Religion, Civil Society and Politics in Turkey: Past and Present
On Tuesday February 25, 2014 Dr. Mustafa Sahin and guest speaker Dr. Ori Soltes of Georgetown University came to a panel to explain and explore the continuously straining relationship between Muslim scholar Fethullah Gulen and the Prime Minister of Turkey Recep Tayyip Erdogan.
Fethullah Gulen has inspired a vast international network of people, who call themselves the Hizmet Movement, who seek to promote interfaith dialogueand improve their communities and societies through good actions. Prime Minister Erdogan of the Justice and Development Party has brought various economic, democratic, and political reforms to Turkey including lifting the headscarf ban, abolishing the death penalty, and moving the Republic of Turkey closer to achieving European Union membership. Initially the two men and the groups they inspired or led were close allies until 2013. Now their relationship is one of suspicion and interference, with the government accusing the Hizmet Movement of trying to create a state within a state. Both speakers shared their insights into why and how the two former allies turned on each other.
Dr. Soltes was the first speaker and started his lecture by exploring the aspects of Sufism that have inspired Fethullah Gulen. Fethullah Gulen comes from a line of Sufi thought which includes Rumi and Ibn Arabi who saw the universality of mankind and preached a doctrine of love. Through this Gulen’s ideology is one that says that to serve God is to serve mankind and by serving God one is serving mankind. Gulen and many Sufi thinkers say that one must deny oneself for the greater good, see how one can serve others rather than themselves. Dr. Soltes went on to explain that one of the reasons that there was a break was because ideological differences between Gulen and Erdogan, where the former sees improvement as coming from thinking of others and denying oneself and the latter thinking the reverse.

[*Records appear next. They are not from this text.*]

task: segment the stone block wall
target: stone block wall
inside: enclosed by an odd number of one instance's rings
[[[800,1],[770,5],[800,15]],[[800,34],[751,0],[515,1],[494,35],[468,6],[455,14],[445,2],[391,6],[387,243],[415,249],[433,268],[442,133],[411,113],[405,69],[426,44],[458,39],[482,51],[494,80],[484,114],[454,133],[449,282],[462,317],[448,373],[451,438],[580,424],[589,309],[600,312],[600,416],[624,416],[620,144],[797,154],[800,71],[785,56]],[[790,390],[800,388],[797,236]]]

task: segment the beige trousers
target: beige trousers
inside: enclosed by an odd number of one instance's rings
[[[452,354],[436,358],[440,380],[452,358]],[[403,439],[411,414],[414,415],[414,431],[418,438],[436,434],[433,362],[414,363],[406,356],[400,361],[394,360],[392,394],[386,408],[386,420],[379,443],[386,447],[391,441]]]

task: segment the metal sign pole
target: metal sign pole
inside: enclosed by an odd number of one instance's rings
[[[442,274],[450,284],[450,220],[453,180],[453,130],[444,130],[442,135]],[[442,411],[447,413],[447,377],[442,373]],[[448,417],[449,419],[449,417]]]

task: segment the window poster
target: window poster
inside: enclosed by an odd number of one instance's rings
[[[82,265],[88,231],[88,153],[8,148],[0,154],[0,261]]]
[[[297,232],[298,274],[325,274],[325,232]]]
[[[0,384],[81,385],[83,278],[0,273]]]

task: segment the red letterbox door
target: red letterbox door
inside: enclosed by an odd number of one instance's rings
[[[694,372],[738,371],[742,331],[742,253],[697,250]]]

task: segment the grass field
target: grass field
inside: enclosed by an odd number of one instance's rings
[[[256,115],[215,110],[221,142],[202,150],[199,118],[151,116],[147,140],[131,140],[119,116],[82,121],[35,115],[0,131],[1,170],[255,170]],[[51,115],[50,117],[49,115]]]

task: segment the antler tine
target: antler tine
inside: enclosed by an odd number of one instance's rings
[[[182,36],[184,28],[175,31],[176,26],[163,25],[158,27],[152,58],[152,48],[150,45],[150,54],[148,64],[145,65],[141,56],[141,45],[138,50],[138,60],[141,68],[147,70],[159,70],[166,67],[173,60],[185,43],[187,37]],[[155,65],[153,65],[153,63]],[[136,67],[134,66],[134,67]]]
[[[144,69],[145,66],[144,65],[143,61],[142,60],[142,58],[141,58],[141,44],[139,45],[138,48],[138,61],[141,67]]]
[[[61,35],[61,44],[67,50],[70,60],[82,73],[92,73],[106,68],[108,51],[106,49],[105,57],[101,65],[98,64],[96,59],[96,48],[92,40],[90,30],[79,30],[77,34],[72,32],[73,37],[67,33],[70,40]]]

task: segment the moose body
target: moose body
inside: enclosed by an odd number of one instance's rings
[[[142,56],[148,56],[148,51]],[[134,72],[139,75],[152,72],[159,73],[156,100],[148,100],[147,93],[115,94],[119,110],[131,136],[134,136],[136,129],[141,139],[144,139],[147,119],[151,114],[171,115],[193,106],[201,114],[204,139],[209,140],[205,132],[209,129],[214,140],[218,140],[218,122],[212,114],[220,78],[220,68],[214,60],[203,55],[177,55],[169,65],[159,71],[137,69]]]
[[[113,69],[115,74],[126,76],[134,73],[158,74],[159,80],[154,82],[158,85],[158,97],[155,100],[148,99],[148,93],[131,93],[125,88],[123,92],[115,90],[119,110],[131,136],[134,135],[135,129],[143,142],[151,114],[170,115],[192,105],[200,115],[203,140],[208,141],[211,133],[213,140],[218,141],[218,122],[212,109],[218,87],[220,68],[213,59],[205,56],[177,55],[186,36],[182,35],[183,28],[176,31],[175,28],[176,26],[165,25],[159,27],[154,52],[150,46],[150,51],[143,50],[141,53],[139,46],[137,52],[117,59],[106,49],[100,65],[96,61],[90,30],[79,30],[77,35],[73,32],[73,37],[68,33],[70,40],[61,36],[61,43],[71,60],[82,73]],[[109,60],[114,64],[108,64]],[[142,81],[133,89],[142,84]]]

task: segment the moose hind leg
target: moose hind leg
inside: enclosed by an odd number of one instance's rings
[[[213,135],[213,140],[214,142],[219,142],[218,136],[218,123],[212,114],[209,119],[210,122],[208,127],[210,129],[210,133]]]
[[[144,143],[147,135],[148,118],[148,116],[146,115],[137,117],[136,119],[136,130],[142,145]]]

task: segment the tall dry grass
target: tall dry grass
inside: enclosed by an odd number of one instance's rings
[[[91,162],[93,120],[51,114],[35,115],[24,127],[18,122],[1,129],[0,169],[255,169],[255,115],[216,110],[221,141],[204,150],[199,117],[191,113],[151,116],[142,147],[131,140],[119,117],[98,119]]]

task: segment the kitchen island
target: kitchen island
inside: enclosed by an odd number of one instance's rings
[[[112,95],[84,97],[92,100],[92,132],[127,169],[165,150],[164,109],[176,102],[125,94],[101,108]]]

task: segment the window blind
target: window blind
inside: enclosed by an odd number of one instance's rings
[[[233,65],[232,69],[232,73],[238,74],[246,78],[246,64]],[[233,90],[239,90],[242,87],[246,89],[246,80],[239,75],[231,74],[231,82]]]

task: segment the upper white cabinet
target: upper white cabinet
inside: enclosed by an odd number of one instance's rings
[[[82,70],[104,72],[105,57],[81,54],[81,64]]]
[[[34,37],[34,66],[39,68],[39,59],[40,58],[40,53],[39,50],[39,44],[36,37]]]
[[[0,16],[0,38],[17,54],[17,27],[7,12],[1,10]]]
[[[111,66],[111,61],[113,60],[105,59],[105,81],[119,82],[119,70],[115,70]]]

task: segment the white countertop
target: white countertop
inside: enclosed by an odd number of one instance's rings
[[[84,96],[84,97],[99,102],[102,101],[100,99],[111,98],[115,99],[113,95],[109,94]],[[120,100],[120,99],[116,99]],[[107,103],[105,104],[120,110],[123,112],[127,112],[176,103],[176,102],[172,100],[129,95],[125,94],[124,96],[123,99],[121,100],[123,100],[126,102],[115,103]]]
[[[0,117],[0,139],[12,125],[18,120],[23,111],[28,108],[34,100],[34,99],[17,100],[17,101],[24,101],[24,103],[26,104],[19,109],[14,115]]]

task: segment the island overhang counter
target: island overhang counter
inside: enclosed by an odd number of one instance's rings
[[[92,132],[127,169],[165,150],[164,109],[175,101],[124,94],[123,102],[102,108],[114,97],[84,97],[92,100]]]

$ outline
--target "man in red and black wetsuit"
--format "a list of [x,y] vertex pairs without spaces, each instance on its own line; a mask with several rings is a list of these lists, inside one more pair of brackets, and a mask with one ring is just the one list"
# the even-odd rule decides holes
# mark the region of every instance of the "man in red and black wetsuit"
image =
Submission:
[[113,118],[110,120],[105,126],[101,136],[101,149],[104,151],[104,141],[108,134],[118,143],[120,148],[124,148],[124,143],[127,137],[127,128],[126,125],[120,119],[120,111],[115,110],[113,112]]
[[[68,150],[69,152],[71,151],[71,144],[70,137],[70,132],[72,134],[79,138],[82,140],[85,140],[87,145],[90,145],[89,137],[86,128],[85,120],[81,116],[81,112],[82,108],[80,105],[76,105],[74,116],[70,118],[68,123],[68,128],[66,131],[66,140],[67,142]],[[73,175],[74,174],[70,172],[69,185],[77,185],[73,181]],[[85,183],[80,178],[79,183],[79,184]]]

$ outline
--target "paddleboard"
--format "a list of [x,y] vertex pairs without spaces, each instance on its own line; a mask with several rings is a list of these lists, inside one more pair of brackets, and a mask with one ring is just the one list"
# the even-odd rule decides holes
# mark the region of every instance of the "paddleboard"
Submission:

Dr. Sahin’s presentation began with some historical context under the theme of state Islam versus civil Islamic thought. He explained there has long been a tension between state Islam, which was used by rulers to promote their line of thought and their actions and independent Islamic thought which have been popular among the masses and was not always complacent with the established order, something that rang especially true in the Ottoman Empire. Dr. Sahin said that Erdogan’s concerns about the Hizmet Movement is not surprising in the historical context because authoritarian rulers have often viewed popular independent religious movements with distrust. He also explained that among Sufi thought there is an acknowledgement that politics should be designed according to moral and ethical principles otherwise stay away with it view it as a corrupting factor, especially when power is obtained. Therefore Sufis seek to influence people in power through their teachings and actions, hoping that it can cause the leader to follow the moral principles they teach. Therefore the split between Gulen and Erdogan occurred mostly because Gulen’s refusal to be a complacent follower of Erdogan and his party’s polices.
Panel: Religion, Civil Society and Politics in Turkey: Past and Present
I. Mysticism, Democracy and Hizmet: from Mevlanah Rumi to Fethullah Gulen by Prof. Ori Soltes
II. Religion and Politics in Contemporary Turkey: The Recent Debates on Religion for the Sake of State by Dr. Mustafa G. Sahin
Dr. Ori Z. Soltes teaches at Georgetown University across a range of disciplines, from art history and theology to philosophy and political history. He is the former Director and Curator of the B’nai B’rith Klutznick National Jewish Museum, where he curated over 80 exhibitions. He is also the author of over 230 books, articles, exhibition catalogues, and essays on a range of topics. Recent books include Our Sacred Signs: How Jewish, Christian and Muslim Art Draw from the Same Source,Searching for Oneness: Mysticism in Judaism, Christianity and Islam, Untangling the Web: A Thinking Person’s Guide to Why the Middle East is a Mess and Always has been, and Embracing the World: Fethullah Gulen’s Thought and Its Relationship to Jalaluddin Rumi and Others.
Dr. Mustafa Sahin is the Director of Academic Affairs at Istanbul Center. He received his BA in International Relations at Bilkent University in Ankara and his MA in International Relations at Fatih University, Istanbul with a Master thesis on Turkish Foreign Policy Towards the Palestinian Question. He received his PhD in International Relations at Florida International University, Miami where he wrote his dissertation on Turkish Islamic / social movements and how they view Turkey's place in the world (Turkey and neo-Ottomanism: Domestic sources, dynamics and foreign policy). Previously he was a Visiting Assistant Professor at University of South Florida where he taught Introduction to Comparative Politics, the Middle East, and Politics and Culture in Developing Societies. At Istanbul Center he teaches courses on Islam and Turkey.